Gli altri titoli principali hanno navigato con variazioni modeste, senza scossoni rilevanti. L’atteggiamento attendista dei mercati in vista delle mosse della BCE ha fatto da sfondo a un listino poco movimentato.
🇺🇸 USA – S&P 500
Negli Stati Uniti, le mega-cap tecnologiche come Nvidia e Broadcom hanno guidato il rialzo settimanale, con guadagni nell’ordine del +3%, sostenute dalla domanda per soluzioni legate all’intelligenza artificiale. Anche l’indice Russell 2000, che raggruppa le small cap, ha vissuto una settimana brillante, crescendo di oltre il +3,3%.
Il Dow Jones ha beneficiato di dati positivi dal mercato del lavoro, chiudendo con un guadagno dell’+1,2%, mentre lo S&P 500 è rimasto pressoché stabile, frenato da alcuni settori più esposti alle fluttuazioni geopolitiche e ai costi energetici.
📉 I Titoli Peggiori della Settimana
🇮🇹 Italia
Pochi i veri “flop” tra i titoli italiani. Il calo generalizzato del listino non ha visto forti vendite concentrate su singoli nomi. La pressione al ribasso è stata diffusa e moderata, con gli investitori focalizzati più sull’orizzonte di medio termine che su reazioni impulsive.
🇺🇸 USA
Tra le peggiori performance spicca quella di UnitedHealth Group, che ha perso circa -10,9% a causa dell’apertura di nuove indagini governative sul settore sanitario. Il comparto delle compagnie aeree e delle crociere ha subito le conseguenze dell’impennata del prezzo del petrolio (oltre +7%), con ribassi tra il -3% e il -5%.
Anche alcuni big della tecnologia hanno rallentato. In particolare, Apple ha lasciato sul terreno quasi il -2%, penalizzata da prese di profitto e dalle preoccupazioni legate alla regolamentazione dei mercati digitali. Il venerdì si è chiuso con un calo generalizzato: Nasdaq e S&P 500 hanno registrato perdite dell’1,1%–1,3%, in risposta all’aumento dei rischi geopolitici in Medio Oriente.

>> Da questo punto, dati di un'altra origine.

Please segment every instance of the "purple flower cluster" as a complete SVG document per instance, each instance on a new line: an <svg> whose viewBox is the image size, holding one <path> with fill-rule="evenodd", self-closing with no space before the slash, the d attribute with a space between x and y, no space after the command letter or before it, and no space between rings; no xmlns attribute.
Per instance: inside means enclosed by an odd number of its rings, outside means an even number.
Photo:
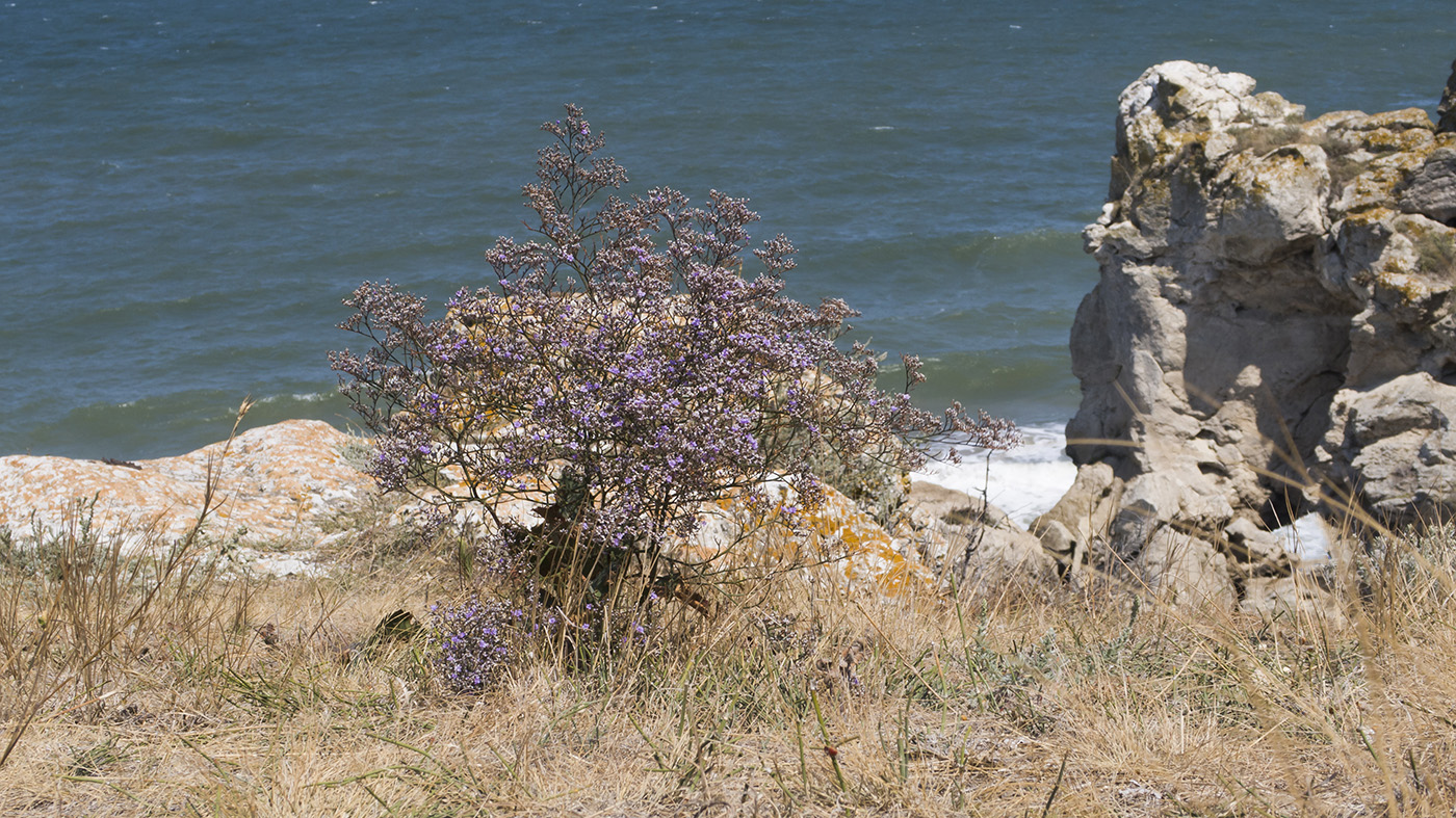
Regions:
<svg viewBox="0 0 1456 818"><path fill-rule="evenodd" d="M543 130L553 141L523 189L531 236L486 252L491 287L460 290L434 320L389 282L347 301L357 311L341 326L370 348L331 360L377 435L371 473L383 488L428 491L463 474L464 502L545 488L540 573L574 566L587 582L572 582L604 600L628 573L651 587L677 571L662 546L696 528L703 502L751 496L775 476L815 496L814 451L916 467L938 437L1016 441L1009 424L958 405L916 408L911 357L906 392L881 392L874 351L840 344L858 313L782 294L789 240L748 252L759 217L745 199L619 196L626 173L600 156L581 109ZM575 559L545 559L563 547Z"/></svg>
<svg viewBox="0 0 1456 818"><path fill-rule="evenodd" d="M520 655L526 614L508 601L431 605L430 614L435 670L453 690L494 687Z"/></svg>

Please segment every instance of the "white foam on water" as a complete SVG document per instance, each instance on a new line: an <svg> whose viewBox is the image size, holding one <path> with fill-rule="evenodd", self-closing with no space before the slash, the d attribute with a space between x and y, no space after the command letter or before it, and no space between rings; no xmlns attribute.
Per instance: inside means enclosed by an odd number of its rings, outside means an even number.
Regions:
<svg viewBox="0 0 1456 818"><path fill-rule="evenodd" d="M1329 527L1318 514L1306 514L1290 525L1274 530L1284 550L1302 560L1329 559L1334 552L1329 547Z"/></svg>
<svg viewBox="0 0 1456 818"><path fill-rule="evenodd" d="M1025 442L1010 451L962 450L961 463L932 460L916 480L984 496L1021 525L1048 511L1072 488L1077 467L1066 456L1060 425L1022 426Z"/></svg>
<svg viewBox="0 0 1456 818"><path fill-rule="evenodd" d="M1025 444L1010 451L962 450L961 463L932 460L911 474L916 480L986 496L1021 525L1047 512L1072 488L1077 469L1066 456L1060 425L1022 426ZM1306 514L1274 530L1284 549L1302 560L1332 556L1329 528L1318 514Z"/></svg>

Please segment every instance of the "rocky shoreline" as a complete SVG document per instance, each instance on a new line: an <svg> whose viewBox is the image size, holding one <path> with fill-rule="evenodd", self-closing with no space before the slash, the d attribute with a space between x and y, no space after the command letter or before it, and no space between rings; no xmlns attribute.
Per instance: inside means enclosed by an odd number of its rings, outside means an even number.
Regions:
<svg viewBox="0 0 1456 818"><path fill-rule="evenodd" d="M1248 76L1149 68L1120 98L1108 202L1085 231L1101 278L1072 329L1076 483L1029 533L929 483L888 524L834 495L817 525L855 531L862 578L943 576L970 553L954 568L983 584L1115 576L1261 610L1312 594L1271 534L1302 514L1450 518L1453 86L1440 125L1420 109L1306 121ZM138 463L3 457L0 527L61 530L84 507L98 530L175 537L220 463L214 536L309 552L371 496L363 451L288 421L226 457L223 444Z"/></svg>

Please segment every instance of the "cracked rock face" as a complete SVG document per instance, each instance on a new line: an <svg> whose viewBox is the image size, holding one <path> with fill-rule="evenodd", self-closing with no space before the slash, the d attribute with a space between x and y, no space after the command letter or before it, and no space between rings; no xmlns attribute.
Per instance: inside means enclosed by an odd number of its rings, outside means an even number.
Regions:
<svg viewBox="0 0 1456 818"><path fill-rule="evenodd" d="M1316 479L1395 523L1456 512L1456 134L1306 121L1192 63L1149 68L1117 125L1072 329L1069 453L1099 472L1044 544L1224 598L1287 572L1265 531Z"/></svg>

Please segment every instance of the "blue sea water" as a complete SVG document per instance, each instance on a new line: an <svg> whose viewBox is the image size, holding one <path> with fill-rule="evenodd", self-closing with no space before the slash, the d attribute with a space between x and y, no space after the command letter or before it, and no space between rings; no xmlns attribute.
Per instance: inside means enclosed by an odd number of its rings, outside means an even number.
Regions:
<svg viewBox="0 0 1456 818"><path fill-rule="evenodd" d="M1118 92L1174 58L1434 109L1449 0L0 0L0 454L143 458L349 424L363 279L438 304L523 233L585 106L630 189L748 196L791 293L929 361L927 406L1056 428ZM1056 444L1048 444L1048 451Z"/></svg>

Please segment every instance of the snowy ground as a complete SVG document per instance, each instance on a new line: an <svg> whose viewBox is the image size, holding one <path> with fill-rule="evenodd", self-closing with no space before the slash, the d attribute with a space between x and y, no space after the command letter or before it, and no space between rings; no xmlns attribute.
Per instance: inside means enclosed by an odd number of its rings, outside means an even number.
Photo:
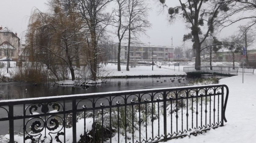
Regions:
<svg viewBox="0 0 256 143"><path fill-rule="evenodd" d="M161 65L161 68L155 66L153 71L151 66L140 66L130 68L129 72L126 71L125 65L121 65L121 71L118 71L117 65L113 64L111 66L111 64L109 64L105 70L112 71L111 74L114 76L182 75L185 74L183 72L183 67L193 65L192 63L187 64L187 65L180 67L179 72L178 67L175 67L174 71L172 63L169 67L168 65ZM223 62L214 63L213 65L232 65L227 64ZM239 65L236 64L236 65ZM256 90L254 88L256 87L256 75L245 74L244 83L242 82L241 73L239 73L238 76L220 81L220 84L227 85L230 91L226 112L227 122L224 123L224 127L211 129L197 136L187 136L166 142L238 143L256 141L256 136L254 135L256 131Z"/></svg>
<svg viewBox="0 0 256 143"><path fill-rule="evenodd" d="M169 143L255 142L256 136L256 75L241 74L222 79L220 84L229 89L226 110L227 122L224 126L211 129L197 136L172 140Z"/></svg>

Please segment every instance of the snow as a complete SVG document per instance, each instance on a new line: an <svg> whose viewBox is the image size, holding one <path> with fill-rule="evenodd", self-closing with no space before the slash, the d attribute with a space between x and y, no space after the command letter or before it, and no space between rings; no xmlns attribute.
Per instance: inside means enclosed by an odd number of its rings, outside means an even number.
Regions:
<svg viewBox="0 0 256 143"><path fill-rule="evenodd" d="M211 129L206 133L182 139L174 139L168 143L199 142L254 142L256 141L256 75L246 74L242 83L242 76L221 79L219 83L228 87L229 95L226 111L227 122L224 126Z"/></svg>

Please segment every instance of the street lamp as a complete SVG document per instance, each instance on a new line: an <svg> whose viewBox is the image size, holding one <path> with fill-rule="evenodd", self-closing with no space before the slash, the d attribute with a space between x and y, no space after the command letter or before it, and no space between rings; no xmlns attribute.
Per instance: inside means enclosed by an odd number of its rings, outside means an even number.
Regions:
<svg viewBox="0 0 256 143"><path fill-rule="evenodd" d="M148 42L148 47L149 47L149 49L150 49L150 42ZM154 54L154 51L152 50L152 70L153 70L153 66L154 65L154 62L153 61L153 55Z"/></svg>
<svg viewBox="0 0 256 143"><path fill-rule="evenodd" d="M154 61L153 61L153 56L154 54L154 51L152 50L152 70L153 70L153 65L154 65Z"/></svg>

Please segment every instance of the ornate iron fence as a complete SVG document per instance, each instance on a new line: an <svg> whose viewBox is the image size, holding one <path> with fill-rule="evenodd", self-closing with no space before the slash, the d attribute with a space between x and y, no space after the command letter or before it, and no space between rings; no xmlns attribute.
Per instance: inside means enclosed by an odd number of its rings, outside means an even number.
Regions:
<svg viewBox="0 0 256 143"><path fill-rule="evenodd" d="M1 101L0 124L10 142L158 142L223 126L228 93L212 84Z"/></svg>

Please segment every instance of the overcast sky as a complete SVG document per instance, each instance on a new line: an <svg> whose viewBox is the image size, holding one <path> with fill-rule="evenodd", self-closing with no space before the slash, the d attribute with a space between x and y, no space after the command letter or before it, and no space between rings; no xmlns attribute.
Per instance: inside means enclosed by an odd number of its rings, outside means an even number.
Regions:
<svg viewBox="0 0 256 143"><path fill-rule="evenodd" d="M152 1L150 0L151 1ZM167 2L171 1L166 1ZM173 7L178 2L177 0L171 1ZM27 29L32 10L36 7L41 11L46 10L47 7L44 3L47 1L47 0L1 0L0 26L2 25L3 28L8 27L14 33L17 32L20 38L24 38L23 31ZM184 21L176 20L174 23L169 24L166 13L158 15L157 12L159 8L157 7L154 2L151 2L152 9L150 12L149 20L152 26L147 32L149 37L142 36L141 38L142 41L148 45L148 42L150 42L151 45L171 46L172 36L173 46L182 46L184 44L183 35L189 31L186 28ZM168 3L167 5L172 6ZM235 31L233 27L227 28L223 31L222 36L232 34ZM115 42L117 41L116 38L113 38L113 39ZM187 48L191 48L190 42L186 43L184 46Z"/></svg>

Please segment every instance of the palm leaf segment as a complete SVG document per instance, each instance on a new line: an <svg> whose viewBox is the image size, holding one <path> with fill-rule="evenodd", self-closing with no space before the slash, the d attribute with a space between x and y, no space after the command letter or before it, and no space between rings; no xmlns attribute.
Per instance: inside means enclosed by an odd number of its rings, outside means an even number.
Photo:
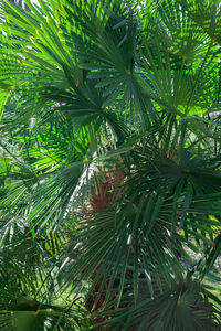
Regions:
<svg viewBox="0 0 221 331"><path fill-rule="evenodd" d="M1 206L2 215L10 207L21 221L14 225L4 215L2 243L19 224L29 224L33 241L51 229L59 236L60 226L66 228L73 213L91 202L95 213L78 215L74 231L69 223L74 235L65 234L59 255L65 260L55 260L74 279L75 291L90 282L87 308L122 305L125 311L148 292L156 298L145 301L148 328L164 330L160 321L154 327L152 305L165 300L173 307L179 297L185 303L170 319L167 309L155 310L164 325L172 321L176 330L188 316L199 330L203 316L215 328L211 306L206 305L210 317L201 307L200 289L194 298L191 285L167 289L180 278L179 255L188 258L183 247L199 250L190 237L208 248L208 268L219 252L219 245L210 247L221 213L219 122L204 116L219 111L218 1L167 1L145 12L139 3L114 0L27 4L30 11L11 3L1 10L1 90L8 97L2 129L10 136L10 143L1 142ZM35 125L27 125L30 119ZM112 210L98 213L92 195L101 194L116 169L120 180L113 175L108 186ZM66 250L70 238L78 254L74 260ZM136 309L128 311L137 316ZM41 309L28 310L31 325ZM50 328L59 325L53 323ZM144 328L139 316L137 325Z"/></svg>

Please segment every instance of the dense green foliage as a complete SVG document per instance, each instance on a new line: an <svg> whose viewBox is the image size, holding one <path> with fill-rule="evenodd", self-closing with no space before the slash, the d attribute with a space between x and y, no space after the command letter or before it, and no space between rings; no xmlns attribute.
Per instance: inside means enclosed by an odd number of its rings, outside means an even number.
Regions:
<svg viewBox="0 0 221 331"><path fill-rule="evenodd" d="M221 1L25 3L0 10L0 330L220 330Z"/></svg>

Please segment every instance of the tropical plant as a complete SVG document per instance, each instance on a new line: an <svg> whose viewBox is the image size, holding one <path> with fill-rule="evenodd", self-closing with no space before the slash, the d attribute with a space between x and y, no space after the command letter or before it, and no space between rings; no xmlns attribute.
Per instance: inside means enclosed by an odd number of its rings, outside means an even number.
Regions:
<svg viewBox="0 0 221 331"><path fill-rule="evenodd" d="M221 1L25 4L0 10L1 329L220 330Z"/></svg>

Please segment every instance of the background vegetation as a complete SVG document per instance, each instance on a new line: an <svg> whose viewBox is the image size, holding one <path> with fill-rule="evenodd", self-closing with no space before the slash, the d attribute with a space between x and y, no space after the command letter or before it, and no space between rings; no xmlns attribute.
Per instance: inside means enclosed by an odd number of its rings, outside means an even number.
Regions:
<svg viewBox="0 0 221 331"><path fill-rule="evenodd" d="M220 330L221 1L25 4L0 9L0 329Z"/></svg>

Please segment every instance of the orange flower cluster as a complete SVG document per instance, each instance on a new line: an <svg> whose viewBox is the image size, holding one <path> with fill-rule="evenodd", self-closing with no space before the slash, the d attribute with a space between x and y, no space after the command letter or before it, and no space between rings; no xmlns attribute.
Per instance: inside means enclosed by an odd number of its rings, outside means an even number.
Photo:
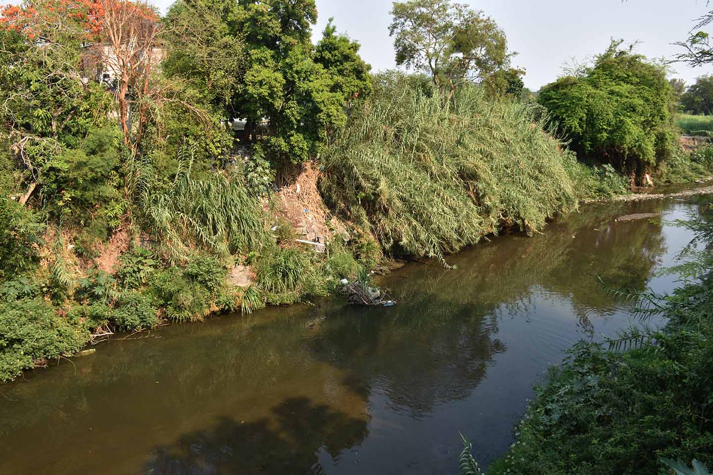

🧭 Uno Sguardo ai Numeri Chiave
Indice
Variazione Settimanale
FTSE MIB
−0,5%
S&P 500
≈ 0%
Russell 2000
+3,3%
Dow Jones
+1,2%
🔍 Che Settimana è Stata?
I mercati hanno oscillato tra cautela e fiducia. Da una parte, l’impennata del petrolio e le tensioni in Medio Oriente hanno riacceso i timori su inflazione e rallentamento globale. Dall’altra, dati macroeconomici robusti – in particolare dal mercato del lavoro statunitense – hanno rassicurato sulle prospettive di crescita a breve termine.
A livello globale, l’attenzione resta alta sulle prossime mosse della Federal Reserve, che dovrà bilanciare il rischio inflazione con la necessità di sostenere l’economia. Il presidente Powell ha già fatto intendere che la politica monetaria non subirà cambi di rotta immediati, ma i mercati restano sensibili a ogni sfumatura del suo messaggio.
💬 Conclusione
La settimana 24 del 2025 ha confermato che i mercati restano in una fase di attesa: i settori più solidi, come la tecnologia, continuano a mostrare resilienza, mentre le aziende più esposte a shock esogeni – energetici, sanitari, geopolitici – navigano in acque più agitate.
Per gli investitori, il contesto attuale richiede disciplina, diversificazione e attenzione ai fondamentali. Le occasioni non mancano, ma vanno selezionate con criterio e pazienza.
📌 Nota: Questo articolo ha uno scopo puramente informativo e non costituisce in alcun modo una raccomandazione d’investimento. Per decisioni finanziarie, si consiglia sempre il supporto di un consulente professionista.